There can be a number of different reasons for this type of behavior . They can be fearful of strange dogs in general , they could have had a bad previous experience with greeting a strange dog, or they could be under socialized in general. Some dogs that react are not even fearful of other dogs. They simply react out of frustration of not being able to interact when the owner pulls them away. For some dogs ,it can be a case of learned association between seeing other dogs and getting choked by the collar. From the trainers that belong to IPDTA the preferred method to deal with this is like I mentioned D and CC. There are other methods like BAT and CAT. but for your purposes I would recommend D and CC. 
You could work with the dog that reacts first if indeed one is constantly starting the others off.,but chances are each one needs to be worked with individually. Here is how you do this LOL. You get out your wallet , LOL and buy FEISTY FIDO , by Patricia. McConnell at Dogwise (google it) . This is a mini booklet ,and very inexpensive. It is a highly recommended read by some of the best dog trainers anywhere. When your dogs learn WATCH they will be much better mannered and you will be able to walk the three of them together. Yes it's sounds like some work , but you can't change them overnight. They have learned that barking and lunging makes the other scary dogs go away. So you have to work on their manners when on leash. Give it a try. It would be nice to walk them all together. You can do it. Here's the link http://www.dogwise.com/itemdetails.cfm?ID=dtb766


----------



## mellowbo (Aug 12, 2007)

Dave, thanks so much. You won't believe it but I did download that booklet to my kindle, lol, now the big job is to actually read it. 
I think Vinny is also my problem. He over-protects my girls! I am going to add two short video's here for you to review. It is of us visiting my son and his family. His dog, Hope is the golden one that Vinny is herding around. Vinny just keeps other dogs away from me and my girl dogs. He's never aggressive or mean, but as you will see, he makes his point. HELP!!!






and another shorter one


----------



## davetgabby (Dec 29, 2007)

I wouldn't worry too much about your son's dog. His body language is calm enough and so is Vinny's. Have the girls met your son's dog alone.? Looks like your son's dog just wants to check them out. ? If ever in doubt, supervise. Great videos. A picture IS worth a thousand words.


----------



## mellowbo (Aug 12, 2007)

Thanks Dave. No, Hope had not met the "girls" alone. I just wish Vinny would not be so protective.


----------



## davetgabby (Dec 29, 2007)

mellowbo said:


> Dave, the havanese doing the herding is my boy Vinny. He is protecting my 2 female havanese. He won't let my son's dog near them and it is at my son's house.
> Sorry if I didn't state it clearly. Is it OK for Vinny to keep other dogs away from "his" girls?? I think this is why he is so bad on a leash too.
> 
> On edit I guess you did get what I was saying, lol. I just reread what you said.
> No, my son's dog hasn't met the girls without Vinny there.

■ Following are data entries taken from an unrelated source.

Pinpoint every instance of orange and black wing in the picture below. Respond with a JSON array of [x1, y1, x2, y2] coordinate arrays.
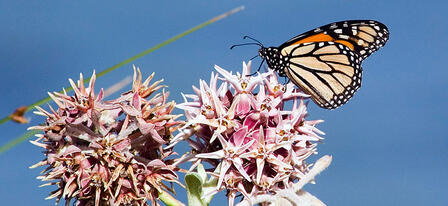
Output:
[[282, 41, 363, 109], [279, 20, 389, 60]]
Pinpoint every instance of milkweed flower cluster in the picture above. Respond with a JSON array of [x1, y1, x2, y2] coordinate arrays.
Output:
[[172, 62, 325, 205], [29, 67, 182, 206]]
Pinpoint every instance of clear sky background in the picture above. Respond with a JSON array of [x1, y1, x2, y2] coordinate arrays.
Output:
[[0, 0, 447, 205]]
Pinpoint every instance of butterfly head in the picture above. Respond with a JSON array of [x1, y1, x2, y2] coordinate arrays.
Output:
[[259, 47, 287, 76]]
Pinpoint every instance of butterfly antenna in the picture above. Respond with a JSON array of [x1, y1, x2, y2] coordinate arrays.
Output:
[[230, 43, 262, 50], [243, 36, 264, 47]]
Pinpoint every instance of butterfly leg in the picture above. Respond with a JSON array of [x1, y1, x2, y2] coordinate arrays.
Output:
[[247, 58, 265, 76]]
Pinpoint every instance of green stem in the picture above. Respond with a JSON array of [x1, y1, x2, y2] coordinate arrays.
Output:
[[0, 5, 244, 127], [159, 190, 185, 206], [0, 130, 39, 154]]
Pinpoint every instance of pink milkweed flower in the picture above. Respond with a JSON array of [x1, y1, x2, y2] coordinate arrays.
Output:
[[214, 62, 267, 117], [29, 66, 182, 206], [174, 62, 325, 205]]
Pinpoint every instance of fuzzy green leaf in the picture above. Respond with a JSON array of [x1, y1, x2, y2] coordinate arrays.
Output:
[[185, 172, 206, 206]]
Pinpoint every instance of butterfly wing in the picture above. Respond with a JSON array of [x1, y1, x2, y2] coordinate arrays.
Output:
[[279, 20, 389, 60], [282, 41, 362, 109]]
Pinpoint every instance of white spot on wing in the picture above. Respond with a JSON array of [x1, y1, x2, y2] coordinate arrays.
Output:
[[339, 35, 349, 39], [358, 39, 365, 45]]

Yeah I hear you. I was just commenting on the videos alone. It is a form of resource guarding . But once your son's dog has met the girls he will probably give up trying to get near them. See if you can do this. Without getting onto another topic, that is the sort of thing that will help with his protective nature. Try to introduce them to other dogs that you know are friendly, and once Vinny sees that there is no danger he will not feel the need to protect as much . I will get back to you on this. But MINE ,by Jean Donaldson is the best book on resource guarding.


----------



## mellowbo (Aug 12, 2007)

Dave, thank you so much. I know how busy you must be. You're right, this is another topic.


----------